Bohola - das Instrumentaltrio aus Chicago um den legendären Akkordeonvirtuosen Jimmy Keane - hat sich entscheidend verstärkt. Die Sängerin Kat Eggleston macht die Formation zum Quartett, so dass es dann doch nicht einer gewissen Logik entbehrt, ihre zweite CD 4 zu taufen. Bohola spielt weitestgehend Traditional Folk ohne Schnickschnack. Bei der brillanten Cover-Version von Richard Thompsons "How Will I Ever Be Simple Again" aber ausnahmsweise nicht. Die singt Kat Eggleston schön verinnerlicht, Und einen Song wie "There Was a Lady" möchte man immer wieder hören. Kat Eggleston ist eine echte Entdeckung, von der man gern noch viel mehr hören möchte. So wie auch von Muireann Nic Amhlaoibh, der Sängerin von Danú. Die ist auf Up in the Air leider nur mit zwei Songs vertreten, aber fairerweise trägt die CD auch den präzisierenden Untertitel "Irish Traditional Music Solos Played by the Members of Danú". Immerhin 18 Stücke werden hier geboten, aber halt nicht im bewunderten Ensemble-Sound. Trotzdem: Für Folk-Freaks natürlich eine Top-Delikatesse.

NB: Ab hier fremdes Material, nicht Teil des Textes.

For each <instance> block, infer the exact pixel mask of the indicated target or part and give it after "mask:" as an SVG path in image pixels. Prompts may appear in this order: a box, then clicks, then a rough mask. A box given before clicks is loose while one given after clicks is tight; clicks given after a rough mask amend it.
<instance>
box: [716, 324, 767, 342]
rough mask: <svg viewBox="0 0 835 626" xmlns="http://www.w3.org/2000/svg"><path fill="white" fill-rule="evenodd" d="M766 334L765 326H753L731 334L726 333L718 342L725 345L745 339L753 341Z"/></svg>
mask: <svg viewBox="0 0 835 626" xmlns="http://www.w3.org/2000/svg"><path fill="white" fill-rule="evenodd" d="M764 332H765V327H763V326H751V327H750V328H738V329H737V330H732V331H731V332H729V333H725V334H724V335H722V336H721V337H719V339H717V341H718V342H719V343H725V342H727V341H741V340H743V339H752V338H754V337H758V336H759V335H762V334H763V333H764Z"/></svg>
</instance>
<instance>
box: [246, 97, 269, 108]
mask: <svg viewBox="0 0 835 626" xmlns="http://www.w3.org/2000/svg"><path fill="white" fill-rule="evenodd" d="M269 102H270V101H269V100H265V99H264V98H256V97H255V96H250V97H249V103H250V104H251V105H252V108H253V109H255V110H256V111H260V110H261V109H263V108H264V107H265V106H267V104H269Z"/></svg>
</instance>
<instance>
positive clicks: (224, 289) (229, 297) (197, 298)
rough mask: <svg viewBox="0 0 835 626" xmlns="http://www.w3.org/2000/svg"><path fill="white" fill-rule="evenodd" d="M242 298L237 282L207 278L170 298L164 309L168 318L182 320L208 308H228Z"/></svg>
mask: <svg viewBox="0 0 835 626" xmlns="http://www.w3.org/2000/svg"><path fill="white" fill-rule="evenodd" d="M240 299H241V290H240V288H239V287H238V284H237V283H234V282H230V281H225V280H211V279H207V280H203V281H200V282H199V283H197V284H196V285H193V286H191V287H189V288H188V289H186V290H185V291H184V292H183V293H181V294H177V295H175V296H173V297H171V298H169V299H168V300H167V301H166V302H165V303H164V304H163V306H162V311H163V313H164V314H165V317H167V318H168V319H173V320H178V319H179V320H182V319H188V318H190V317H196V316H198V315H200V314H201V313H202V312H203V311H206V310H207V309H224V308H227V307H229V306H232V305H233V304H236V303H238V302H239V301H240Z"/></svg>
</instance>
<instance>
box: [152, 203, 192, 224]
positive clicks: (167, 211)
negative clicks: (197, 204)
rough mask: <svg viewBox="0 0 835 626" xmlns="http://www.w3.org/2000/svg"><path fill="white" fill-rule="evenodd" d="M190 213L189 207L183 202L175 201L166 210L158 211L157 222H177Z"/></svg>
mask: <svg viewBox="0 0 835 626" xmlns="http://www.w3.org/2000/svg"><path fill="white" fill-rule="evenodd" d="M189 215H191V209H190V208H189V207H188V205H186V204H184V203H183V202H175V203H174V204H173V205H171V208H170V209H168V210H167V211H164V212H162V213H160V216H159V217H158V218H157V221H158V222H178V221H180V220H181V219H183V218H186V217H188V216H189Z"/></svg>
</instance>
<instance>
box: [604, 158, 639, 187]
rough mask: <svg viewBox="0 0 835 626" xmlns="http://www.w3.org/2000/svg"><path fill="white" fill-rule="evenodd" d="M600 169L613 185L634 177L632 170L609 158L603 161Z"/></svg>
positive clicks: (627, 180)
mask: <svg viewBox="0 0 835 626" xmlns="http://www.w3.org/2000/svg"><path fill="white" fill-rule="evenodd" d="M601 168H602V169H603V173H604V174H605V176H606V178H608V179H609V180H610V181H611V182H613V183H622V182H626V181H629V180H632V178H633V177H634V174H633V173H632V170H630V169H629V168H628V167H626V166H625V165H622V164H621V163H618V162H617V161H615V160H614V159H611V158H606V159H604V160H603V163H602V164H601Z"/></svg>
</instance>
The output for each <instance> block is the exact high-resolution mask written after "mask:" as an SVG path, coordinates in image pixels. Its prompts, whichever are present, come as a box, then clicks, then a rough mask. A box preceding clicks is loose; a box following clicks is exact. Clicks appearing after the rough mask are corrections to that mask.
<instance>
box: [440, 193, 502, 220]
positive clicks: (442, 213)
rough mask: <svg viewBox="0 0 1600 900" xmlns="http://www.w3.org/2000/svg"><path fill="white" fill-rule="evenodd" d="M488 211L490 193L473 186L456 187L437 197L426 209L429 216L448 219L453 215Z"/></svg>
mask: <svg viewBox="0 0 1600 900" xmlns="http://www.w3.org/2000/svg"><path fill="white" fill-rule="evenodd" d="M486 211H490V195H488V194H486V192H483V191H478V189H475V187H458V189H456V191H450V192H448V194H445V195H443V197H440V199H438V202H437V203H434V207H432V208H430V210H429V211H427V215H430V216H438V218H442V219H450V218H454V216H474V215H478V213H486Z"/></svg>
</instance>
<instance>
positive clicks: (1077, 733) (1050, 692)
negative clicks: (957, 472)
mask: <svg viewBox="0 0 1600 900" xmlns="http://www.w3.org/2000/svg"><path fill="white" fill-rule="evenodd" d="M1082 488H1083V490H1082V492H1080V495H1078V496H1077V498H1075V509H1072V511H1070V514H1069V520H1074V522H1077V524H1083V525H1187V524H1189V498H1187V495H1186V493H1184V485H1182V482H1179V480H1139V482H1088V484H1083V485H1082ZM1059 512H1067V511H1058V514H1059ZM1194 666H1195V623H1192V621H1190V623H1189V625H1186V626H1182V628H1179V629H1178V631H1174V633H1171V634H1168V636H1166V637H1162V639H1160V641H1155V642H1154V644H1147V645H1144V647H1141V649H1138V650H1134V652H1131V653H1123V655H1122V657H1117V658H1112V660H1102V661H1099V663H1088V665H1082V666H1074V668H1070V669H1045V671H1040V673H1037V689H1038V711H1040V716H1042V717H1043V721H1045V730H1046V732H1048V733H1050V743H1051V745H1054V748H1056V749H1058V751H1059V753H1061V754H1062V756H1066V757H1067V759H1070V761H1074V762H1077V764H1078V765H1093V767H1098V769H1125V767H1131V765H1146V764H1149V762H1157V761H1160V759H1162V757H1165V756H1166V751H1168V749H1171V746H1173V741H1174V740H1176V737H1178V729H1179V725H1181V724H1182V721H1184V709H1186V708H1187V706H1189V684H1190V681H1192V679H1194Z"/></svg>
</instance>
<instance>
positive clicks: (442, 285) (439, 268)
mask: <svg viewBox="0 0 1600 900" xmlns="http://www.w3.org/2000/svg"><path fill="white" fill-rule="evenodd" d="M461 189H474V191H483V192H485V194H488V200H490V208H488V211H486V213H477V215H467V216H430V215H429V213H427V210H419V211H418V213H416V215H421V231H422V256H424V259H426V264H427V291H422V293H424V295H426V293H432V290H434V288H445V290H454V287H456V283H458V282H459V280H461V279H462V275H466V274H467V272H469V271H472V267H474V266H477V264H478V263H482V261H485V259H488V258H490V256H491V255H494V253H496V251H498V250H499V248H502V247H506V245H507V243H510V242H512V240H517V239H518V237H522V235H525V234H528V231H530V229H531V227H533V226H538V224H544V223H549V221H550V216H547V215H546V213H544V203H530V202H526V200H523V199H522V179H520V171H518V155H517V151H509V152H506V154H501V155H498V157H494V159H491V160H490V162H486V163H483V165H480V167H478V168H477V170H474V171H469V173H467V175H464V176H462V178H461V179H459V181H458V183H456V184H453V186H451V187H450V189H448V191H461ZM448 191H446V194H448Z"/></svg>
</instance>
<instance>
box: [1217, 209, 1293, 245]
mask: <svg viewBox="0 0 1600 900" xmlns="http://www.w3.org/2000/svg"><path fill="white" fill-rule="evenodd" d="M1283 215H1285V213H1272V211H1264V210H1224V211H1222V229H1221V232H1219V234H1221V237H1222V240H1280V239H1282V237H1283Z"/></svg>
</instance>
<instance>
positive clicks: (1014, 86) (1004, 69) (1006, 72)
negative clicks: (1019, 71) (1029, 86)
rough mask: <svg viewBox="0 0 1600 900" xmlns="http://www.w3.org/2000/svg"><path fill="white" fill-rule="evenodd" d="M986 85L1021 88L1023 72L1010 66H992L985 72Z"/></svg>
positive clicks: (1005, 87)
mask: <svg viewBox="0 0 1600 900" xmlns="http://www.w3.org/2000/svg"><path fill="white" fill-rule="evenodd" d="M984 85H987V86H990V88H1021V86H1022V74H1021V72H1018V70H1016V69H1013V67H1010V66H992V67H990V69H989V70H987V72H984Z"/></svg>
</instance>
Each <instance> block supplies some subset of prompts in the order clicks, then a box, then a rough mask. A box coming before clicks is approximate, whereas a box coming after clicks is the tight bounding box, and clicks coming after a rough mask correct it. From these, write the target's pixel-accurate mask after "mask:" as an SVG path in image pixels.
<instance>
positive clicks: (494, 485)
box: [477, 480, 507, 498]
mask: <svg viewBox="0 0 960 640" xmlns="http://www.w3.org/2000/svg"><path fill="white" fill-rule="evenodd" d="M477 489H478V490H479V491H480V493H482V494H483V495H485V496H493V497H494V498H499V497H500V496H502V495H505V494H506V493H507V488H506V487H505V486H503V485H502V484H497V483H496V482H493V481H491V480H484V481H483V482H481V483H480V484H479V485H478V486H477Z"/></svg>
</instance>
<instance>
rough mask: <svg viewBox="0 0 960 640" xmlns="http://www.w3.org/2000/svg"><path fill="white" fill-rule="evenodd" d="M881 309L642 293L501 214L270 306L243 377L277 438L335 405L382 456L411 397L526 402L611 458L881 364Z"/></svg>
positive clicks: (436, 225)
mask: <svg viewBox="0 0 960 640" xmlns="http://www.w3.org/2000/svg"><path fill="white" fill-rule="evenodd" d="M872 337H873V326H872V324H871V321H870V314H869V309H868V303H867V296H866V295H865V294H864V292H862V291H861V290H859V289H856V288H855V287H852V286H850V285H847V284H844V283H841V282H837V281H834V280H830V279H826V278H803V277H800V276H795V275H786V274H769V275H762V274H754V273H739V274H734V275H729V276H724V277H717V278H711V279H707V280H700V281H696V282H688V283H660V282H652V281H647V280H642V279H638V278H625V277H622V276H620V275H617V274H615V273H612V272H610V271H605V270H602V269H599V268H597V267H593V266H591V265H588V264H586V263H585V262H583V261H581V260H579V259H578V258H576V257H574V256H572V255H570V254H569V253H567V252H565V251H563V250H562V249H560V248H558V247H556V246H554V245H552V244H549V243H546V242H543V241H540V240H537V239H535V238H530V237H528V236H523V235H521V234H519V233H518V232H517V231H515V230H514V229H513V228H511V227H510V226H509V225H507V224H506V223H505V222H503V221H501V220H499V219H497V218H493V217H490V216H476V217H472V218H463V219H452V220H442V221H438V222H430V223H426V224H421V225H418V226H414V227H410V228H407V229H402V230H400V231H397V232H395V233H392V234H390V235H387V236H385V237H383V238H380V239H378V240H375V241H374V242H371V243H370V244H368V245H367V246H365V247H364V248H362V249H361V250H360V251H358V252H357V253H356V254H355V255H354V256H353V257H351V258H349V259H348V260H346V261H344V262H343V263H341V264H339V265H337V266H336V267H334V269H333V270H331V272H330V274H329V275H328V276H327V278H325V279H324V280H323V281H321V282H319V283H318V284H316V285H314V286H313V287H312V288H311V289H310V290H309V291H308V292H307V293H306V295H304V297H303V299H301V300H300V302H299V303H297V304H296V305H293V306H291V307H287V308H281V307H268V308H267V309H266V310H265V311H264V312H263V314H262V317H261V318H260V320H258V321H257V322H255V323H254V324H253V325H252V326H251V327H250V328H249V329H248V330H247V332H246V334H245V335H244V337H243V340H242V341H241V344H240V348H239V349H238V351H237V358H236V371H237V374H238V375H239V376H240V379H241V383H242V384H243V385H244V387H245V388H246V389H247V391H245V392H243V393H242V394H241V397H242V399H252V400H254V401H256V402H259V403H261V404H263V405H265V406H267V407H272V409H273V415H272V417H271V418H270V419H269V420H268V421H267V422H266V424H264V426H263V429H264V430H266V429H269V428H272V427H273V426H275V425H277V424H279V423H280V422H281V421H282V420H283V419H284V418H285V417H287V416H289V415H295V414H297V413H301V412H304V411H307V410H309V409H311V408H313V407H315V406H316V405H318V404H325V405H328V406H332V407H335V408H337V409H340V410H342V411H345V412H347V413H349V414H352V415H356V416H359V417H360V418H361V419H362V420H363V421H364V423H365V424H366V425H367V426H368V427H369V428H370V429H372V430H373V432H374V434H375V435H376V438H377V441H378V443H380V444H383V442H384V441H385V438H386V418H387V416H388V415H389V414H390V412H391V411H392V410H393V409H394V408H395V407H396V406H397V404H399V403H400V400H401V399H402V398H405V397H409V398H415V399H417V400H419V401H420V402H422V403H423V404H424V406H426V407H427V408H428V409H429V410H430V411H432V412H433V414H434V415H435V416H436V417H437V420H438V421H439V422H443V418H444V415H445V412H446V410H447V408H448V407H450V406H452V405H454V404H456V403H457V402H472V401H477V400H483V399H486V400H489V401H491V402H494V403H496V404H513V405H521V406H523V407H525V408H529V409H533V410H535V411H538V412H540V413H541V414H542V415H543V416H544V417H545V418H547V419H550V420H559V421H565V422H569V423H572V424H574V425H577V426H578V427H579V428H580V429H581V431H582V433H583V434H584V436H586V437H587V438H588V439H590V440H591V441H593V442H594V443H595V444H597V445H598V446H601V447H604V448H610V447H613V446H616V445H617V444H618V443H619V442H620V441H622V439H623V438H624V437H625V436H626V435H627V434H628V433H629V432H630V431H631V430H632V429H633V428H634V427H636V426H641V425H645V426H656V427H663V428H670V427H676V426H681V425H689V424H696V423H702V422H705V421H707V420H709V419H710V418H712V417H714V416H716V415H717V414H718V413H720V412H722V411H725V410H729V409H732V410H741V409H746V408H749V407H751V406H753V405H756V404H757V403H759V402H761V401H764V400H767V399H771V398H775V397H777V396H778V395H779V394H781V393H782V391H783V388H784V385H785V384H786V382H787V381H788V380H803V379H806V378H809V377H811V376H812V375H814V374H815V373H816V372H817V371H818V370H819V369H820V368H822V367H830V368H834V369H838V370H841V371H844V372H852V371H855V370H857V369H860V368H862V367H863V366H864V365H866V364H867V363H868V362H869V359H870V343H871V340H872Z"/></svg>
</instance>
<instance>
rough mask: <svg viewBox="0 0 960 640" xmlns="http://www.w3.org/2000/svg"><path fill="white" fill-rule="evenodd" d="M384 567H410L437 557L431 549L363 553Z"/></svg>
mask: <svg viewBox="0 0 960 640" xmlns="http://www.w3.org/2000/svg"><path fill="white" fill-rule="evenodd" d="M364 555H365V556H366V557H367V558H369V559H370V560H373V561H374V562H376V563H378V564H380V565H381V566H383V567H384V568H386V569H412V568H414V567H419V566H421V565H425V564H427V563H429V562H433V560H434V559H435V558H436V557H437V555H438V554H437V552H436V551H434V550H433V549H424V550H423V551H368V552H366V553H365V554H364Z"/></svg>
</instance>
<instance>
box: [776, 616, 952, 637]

Wenn man sich seit fast vierzig Jahren mit irischer Musik beschäftigt hat, dann ist so eine Planxty-Reunion schon eine etwas ernüchternde Affäre. Da machen die Herren mal eine kleine Pause von gut 20 Jahren, hocken sich dann völlig entspannt wieder zusammen und spielen locker, locker so ziemlich alles an die Wand, wovon man in der Zwischenzeit eingeredet hat, das sei Irish Folk vom Feinsten. Pustekuchen - hier kommen die Meister! Der Mitschnitt Live 2004 (als CD und als DVD erhältlich) ist ein Dokument einsamer Klasse. Wie viele von all jenen CDs, die ich mir in den letzten 20 Jahren zugelegt habe, hätte ich mir vielleicht doch nicht unbedingt ins Regal sortieren müssen? Christy Moore of Planxty, photo by The MollisDie Meßlatte wird jetzt von den Herren Lunny, Irvine, O'Flynn und Moore (wieder) ganz nach oben gelegt, die Maßstäbe müssen hinterfragt werden. PS: Auf der CD lauert ein "hidden track": "Sean O Duibhir".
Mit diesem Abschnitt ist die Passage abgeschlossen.